One of the simplest ways to cultivate the love of music in a child is to sing to them at home or play a tune when the child is an infant. Research has shown that even in utero a baby can hear and respond to music. A newborn baby, at least my newborn babies, sleep well with calming classical compositions in the background or the gentle voice of his or her mother, father or siblings.
After a short time, many babies graduate to music classes. Children’s music classes are popular throughout North America. It has actually become quite a business. I have been taking my kids to these classes for over ten years.
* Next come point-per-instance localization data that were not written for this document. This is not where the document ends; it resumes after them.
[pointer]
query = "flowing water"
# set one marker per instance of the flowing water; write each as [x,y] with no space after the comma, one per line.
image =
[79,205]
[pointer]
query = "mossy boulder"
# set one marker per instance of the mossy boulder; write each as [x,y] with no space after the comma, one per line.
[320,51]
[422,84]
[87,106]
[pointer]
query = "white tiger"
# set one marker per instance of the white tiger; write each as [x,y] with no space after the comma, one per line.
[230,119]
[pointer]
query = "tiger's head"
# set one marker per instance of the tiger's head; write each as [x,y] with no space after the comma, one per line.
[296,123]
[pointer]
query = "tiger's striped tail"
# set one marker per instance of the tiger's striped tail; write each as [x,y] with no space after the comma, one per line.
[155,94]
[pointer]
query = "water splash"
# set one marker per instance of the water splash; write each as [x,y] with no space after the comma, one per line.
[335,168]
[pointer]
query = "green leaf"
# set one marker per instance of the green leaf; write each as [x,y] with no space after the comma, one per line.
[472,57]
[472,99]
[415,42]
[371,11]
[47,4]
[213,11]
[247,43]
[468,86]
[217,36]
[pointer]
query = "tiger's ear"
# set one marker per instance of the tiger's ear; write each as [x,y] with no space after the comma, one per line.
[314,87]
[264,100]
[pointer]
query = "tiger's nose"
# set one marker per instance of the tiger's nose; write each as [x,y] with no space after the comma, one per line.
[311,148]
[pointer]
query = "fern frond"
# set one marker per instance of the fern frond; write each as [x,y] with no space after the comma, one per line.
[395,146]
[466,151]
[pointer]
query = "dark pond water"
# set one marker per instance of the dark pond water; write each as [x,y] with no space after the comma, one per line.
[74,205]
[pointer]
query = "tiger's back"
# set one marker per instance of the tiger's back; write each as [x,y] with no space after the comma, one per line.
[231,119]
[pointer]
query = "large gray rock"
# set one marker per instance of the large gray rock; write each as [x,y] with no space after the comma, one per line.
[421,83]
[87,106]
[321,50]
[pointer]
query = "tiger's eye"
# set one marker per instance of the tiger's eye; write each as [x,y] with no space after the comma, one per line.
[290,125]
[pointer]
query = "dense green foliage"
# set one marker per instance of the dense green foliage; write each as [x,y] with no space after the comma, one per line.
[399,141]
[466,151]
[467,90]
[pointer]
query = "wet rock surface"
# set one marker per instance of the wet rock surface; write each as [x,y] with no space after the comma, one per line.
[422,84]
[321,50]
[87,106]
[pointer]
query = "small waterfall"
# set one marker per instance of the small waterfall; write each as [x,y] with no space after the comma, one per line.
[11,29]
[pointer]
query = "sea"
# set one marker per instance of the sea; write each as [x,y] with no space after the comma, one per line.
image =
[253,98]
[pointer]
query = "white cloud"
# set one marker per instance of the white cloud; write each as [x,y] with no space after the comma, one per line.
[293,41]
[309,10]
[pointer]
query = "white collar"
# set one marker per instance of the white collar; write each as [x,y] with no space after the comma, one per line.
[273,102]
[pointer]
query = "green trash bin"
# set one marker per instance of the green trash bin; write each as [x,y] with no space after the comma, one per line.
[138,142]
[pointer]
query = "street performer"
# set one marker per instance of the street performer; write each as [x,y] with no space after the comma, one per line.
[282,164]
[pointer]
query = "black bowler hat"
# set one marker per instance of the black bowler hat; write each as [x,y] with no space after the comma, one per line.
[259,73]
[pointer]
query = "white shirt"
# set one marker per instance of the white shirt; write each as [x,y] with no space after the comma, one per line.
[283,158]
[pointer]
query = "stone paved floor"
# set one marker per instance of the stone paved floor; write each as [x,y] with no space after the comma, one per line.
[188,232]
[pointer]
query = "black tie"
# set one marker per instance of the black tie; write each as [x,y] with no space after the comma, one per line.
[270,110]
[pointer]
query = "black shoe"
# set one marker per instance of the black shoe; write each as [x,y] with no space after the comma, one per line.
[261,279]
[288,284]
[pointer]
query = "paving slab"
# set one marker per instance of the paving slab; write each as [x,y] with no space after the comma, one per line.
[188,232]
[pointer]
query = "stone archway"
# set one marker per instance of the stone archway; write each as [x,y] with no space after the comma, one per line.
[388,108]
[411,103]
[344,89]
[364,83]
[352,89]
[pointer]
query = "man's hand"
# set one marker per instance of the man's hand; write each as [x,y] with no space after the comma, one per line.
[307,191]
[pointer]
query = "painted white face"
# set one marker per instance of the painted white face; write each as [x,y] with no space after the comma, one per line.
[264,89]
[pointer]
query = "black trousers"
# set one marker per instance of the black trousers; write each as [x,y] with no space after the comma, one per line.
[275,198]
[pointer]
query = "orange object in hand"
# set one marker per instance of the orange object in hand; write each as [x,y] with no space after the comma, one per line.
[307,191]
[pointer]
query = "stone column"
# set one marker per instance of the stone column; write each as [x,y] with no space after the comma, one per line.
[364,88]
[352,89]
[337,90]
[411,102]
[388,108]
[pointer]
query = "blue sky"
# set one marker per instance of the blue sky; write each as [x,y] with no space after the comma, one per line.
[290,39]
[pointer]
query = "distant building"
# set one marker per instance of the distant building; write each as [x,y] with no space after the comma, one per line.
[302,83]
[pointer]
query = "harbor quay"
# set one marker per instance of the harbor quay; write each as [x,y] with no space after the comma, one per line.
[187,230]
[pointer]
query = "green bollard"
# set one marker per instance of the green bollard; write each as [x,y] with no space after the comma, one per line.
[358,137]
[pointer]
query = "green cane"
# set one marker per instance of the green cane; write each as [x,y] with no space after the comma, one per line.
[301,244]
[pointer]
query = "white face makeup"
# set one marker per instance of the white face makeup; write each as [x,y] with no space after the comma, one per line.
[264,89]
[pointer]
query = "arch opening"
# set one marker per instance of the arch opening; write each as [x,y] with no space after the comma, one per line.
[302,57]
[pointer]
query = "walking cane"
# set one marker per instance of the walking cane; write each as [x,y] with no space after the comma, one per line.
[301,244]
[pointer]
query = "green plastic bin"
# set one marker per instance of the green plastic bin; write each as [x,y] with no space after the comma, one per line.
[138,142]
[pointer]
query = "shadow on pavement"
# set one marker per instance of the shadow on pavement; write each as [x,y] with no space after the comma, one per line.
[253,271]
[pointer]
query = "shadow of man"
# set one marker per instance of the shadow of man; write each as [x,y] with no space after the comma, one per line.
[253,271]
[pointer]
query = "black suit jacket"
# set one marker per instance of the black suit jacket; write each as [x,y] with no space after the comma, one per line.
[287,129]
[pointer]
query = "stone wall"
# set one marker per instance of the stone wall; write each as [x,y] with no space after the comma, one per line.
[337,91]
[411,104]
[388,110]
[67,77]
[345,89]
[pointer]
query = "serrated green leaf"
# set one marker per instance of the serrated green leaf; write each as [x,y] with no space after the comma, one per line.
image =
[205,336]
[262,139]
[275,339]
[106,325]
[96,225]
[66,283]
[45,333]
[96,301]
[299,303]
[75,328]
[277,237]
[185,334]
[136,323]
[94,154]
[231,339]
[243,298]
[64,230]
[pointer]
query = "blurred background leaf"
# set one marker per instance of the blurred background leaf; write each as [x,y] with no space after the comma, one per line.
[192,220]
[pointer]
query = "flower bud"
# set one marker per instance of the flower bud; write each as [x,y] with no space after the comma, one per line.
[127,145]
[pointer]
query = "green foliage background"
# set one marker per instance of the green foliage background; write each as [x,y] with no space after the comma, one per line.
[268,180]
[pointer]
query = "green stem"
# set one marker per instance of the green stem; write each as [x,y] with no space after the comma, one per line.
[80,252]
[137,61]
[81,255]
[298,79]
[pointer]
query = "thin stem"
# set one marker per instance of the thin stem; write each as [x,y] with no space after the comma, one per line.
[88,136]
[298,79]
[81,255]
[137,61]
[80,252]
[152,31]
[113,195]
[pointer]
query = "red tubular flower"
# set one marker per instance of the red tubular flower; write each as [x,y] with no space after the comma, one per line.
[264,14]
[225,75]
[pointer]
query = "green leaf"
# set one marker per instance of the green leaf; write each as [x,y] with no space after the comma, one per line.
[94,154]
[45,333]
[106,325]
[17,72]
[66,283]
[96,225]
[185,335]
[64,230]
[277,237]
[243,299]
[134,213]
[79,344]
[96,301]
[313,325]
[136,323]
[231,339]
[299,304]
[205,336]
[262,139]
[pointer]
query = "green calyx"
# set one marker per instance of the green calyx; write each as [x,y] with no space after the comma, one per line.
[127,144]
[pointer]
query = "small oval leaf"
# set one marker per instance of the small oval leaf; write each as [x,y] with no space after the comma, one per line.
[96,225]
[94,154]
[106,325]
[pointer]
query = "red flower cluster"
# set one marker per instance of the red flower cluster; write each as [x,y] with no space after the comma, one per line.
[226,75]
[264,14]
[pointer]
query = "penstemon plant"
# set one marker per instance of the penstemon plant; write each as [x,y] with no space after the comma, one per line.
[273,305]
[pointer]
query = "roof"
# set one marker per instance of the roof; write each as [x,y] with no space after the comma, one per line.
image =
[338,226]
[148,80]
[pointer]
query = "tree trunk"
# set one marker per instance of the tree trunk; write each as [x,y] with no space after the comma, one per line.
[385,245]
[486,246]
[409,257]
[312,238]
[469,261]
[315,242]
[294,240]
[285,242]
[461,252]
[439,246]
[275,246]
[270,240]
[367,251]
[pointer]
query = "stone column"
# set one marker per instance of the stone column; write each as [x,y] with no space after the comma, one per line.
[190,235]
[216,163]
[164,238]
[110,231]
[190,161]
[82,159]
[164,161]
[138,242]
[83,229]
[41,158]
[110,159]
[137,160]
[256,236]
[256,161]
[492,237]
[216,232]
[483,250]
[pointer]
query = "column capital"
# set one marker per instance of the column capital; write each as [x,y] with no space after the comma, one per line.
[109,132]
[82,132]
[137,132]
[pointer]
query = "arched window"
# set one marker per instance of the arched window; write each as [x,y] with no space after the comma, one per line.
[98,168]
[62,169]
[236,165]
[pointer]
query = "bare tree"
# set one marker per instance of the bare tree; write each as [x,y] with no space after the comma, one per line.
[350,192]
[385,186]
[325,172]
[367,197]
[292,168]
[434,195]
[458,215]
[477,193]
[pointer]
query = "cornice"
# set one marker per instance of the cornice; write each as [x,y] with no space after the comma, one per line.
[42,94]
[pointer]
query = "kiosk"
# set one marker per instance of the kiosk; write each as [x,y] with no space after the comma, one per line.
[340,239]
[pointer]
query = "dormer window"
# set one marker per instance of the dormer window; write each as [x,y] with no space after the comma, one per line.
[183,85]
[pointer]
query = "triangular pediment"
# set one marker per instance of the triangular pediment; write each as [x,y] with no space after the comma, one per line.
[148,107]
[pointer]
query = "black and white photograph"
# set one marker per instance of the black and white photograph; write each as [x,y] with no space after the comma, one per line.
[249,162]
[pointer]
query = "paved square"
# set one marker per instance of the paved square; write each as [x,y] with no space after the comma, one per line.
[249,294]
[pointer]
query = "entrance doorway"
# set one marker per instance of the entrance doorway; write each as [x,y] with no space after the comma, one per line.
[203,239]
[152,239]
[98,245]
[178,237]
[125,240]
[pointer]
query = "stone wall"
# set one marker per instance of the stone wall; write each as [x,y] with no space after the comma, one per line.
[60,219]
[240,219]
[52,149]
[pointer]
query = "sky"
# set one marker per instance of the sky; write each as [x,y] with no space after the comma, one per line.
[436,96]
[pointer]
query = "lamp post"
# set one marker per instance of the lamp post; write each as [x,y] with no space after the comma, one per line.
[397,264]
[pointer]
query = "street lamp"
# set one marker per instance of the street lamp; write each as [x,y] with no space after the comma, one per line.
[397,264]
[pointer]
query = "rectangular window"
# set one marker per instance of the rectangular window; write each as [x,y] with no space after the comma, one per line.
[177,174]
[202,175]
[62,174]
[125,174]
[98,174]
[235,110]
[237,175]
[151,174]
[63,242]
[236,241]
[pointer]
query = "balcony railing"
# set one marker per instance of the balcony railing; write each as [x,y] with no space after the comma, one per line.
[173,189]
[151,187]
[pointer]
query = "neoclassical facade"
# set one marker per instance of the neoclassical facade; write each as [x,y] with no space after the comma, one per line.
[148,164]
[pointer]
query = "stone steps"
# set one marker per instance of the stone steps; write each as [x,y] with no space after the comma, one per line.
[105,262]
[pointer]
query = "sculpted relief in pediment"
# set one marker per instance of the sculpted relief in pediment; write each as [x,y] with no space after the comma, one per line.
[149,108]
Some are better than others and all are a great way to get a new mother out of the house and give her a great activity with her baby.
Whether the music class is a short session with a bunch of well-known children’s songs or a more in-depth course in music, singing and voice training, I feel everyone should try to expose their child to at least one session. The City of Toronto Public Library offers free (that’s right FREE) drop-in 30-minute “Move-and-Groove” classes for children aged 0-6. My one-year-old goes to that one all the time.
All three of my kids have benefitted most from a great program called “Making Music Together.” I won’t go into its history but you can read about it HERE. As the website states, the program is about “songs, chants, movement & instruments in a relaxed, fun, interactive environment.” Because of this program my children have all expressed their musicality in their own special way.
Walking into a Music Together class is quite an experience, though that may be the case for most baby and children’s music classes. The caregivers and children sit around in a circle and over a 45-minute period sing, dance and play instruments. Note that I say caregivers AND children. Each week, as I sit around this circle with my baby I chuckle to myself as I watch grown men and women, many with Masters degrees, MD’s or other professional designations, bark like dogs, tap little wooden sticks on their heads and skip around the room.
We spend years growing up, working hard to become mature adults, then at our children’s music class all pressures of adulthood are released. We can sing and dance and be free. It’s not just the children who benefit from music but the adults too. Lately I sing all day, all be it songs entitled Wiggle, See the Pony Galloping and Shake those ‘Simmons Down. Music energizes me and makes me feel good. I know it does the same for my children. Try singing one day, even to yourself. It’s worth it.